Toda madre lactante debería consumir diariamente unas 500 cal más que las que ingería antes del embarazo. Lo mejor es que esas calorías provengan de un régimen alimentario normal y saludable que contenga adecuadas cantidades y variedades de proteínas, vitaminas y minerales. Se recomienda el consumo de alimentos ricos en hierro, calcio, vitamina A y ácido fólico, además de sal yodada. No es necesario que las madres consuman alimentos especiales o costosos.

En otras palabras, la madre necesita una porción suplementaria de los mejores alimentos que consuma el resto de la familia, como cuando estaba embarazada. Es necesario que la madre disfrute de esa alimentación durante los dos años que dure el amamantamiento y no sólo durante los primeros meses.

Las madres que sufren desnutrición moderada continúan produciendo leche de buena calidad, en todo caso de mejor calidad que los sucedáneos de la leche materna. Si sufren desnutrición grave, podría disminuir la cantidad de leche que les pueden suministrar a sus hijos. En ambos casos, por el bien de la salud de la madre y del lactante, es mejor y más seguro que la madre reciba alimentación adecuada y que se le ayude de esa manera a que siga amamantando.

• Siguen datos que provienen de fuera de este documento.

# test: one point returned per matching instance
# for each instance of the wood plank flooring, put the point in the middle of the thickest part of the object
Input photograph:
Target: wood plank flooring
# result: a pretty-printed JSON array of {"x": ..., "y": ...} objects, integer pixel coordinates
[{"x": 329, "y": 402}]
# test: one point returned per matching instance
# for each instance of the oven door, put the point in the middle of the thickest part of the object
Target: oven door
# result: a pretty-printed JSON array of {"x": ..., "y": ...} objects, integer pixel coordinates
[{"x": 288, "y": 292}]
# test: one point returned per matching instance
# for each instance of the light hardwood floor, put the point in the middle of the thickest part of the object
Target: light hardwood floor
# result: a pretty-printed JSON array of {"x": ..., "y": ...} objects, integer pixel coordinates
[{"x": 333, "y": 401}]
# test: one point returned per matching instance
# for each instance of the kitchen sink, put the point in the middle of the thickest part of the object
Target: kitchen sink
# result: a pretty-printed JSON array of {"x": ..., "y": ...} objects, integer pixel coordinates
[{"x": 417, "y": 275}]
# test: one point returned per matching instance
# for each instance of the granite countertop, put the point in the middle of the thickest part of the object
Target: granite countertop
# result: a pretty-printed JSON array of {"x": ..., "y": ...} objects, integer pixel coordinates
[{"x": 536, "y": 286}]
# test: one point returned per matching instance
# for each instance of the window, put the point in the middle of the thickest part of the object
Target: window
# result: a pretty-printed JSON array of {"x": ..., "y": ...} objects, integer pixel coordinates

Cuando se disponga de cantidades limitadas de suplementos de alimentos o vitaminas, es más recomendable dárselos a las madres que amamantan que a los lactantes. De esa manera se mejora la salud y el bienestar de la madre y se garantiza que su leche contenga vitaminas adecuadas y suficientes, protegiéndose as al lactante de los peligros de los alimentos artificiales.

La ingesta alimentaria de la madre generalmente no afecta la cantidad de leche que produce diariamente. Su estado nutricional antes y durante el embarazo influye en el contenido de la leche materna, aunque esa influencia por lo general sólo es marginal, ya que el organismo de la madre funciona de manera tal que la leche que produce recibe las vitaminas y minerales de los que disponen el cuerpo materno. Si la madre está preocupada por saber si le suministra suficiente leche a su hijo o hija, la manera de comprobarlo es asegurándose de que el lactante orine de cinco a siete veces por día y que su materia fecal tenga la consistencia adecuada a su edad y tipo de alimentación. La madre debería saber que sí recibe cantidades suficientes de los alimentos disponibles, si puede aumentar la variedad de los mismos e incrementar la frecuencia con que amamanta a su hijo es posible que su organismo produzca más leche.

UNICEF brinda apoyo a la nutrición materna en diversos aspectos. Uno de ellos es la Iniciativa de Prevención del Bajo Peso al Nacer, que lleva a cabo estudios experimentales sobre el suministro de micronutrimentos múltiples a las mujeres embarazadas. La iniciativa se pondrá en práctica de manera experimental en 11 países (el Pakistán, la India, Bangladesh, el Nepal, Indonesia, Filipinas, Vietnam, China, Tanzania, Madagascar y Mozambique). Esos estudios complementarán la Iniciativa de atención de las mujeres y los niños de UNICEF, que se concentra en la educación, la carga de trabajo, la salud física, el estado nutricional, el bienestar emocional y la salud reproductiva de las mujeres, así como la atención de las mismas durante el embarazo y la lactancia.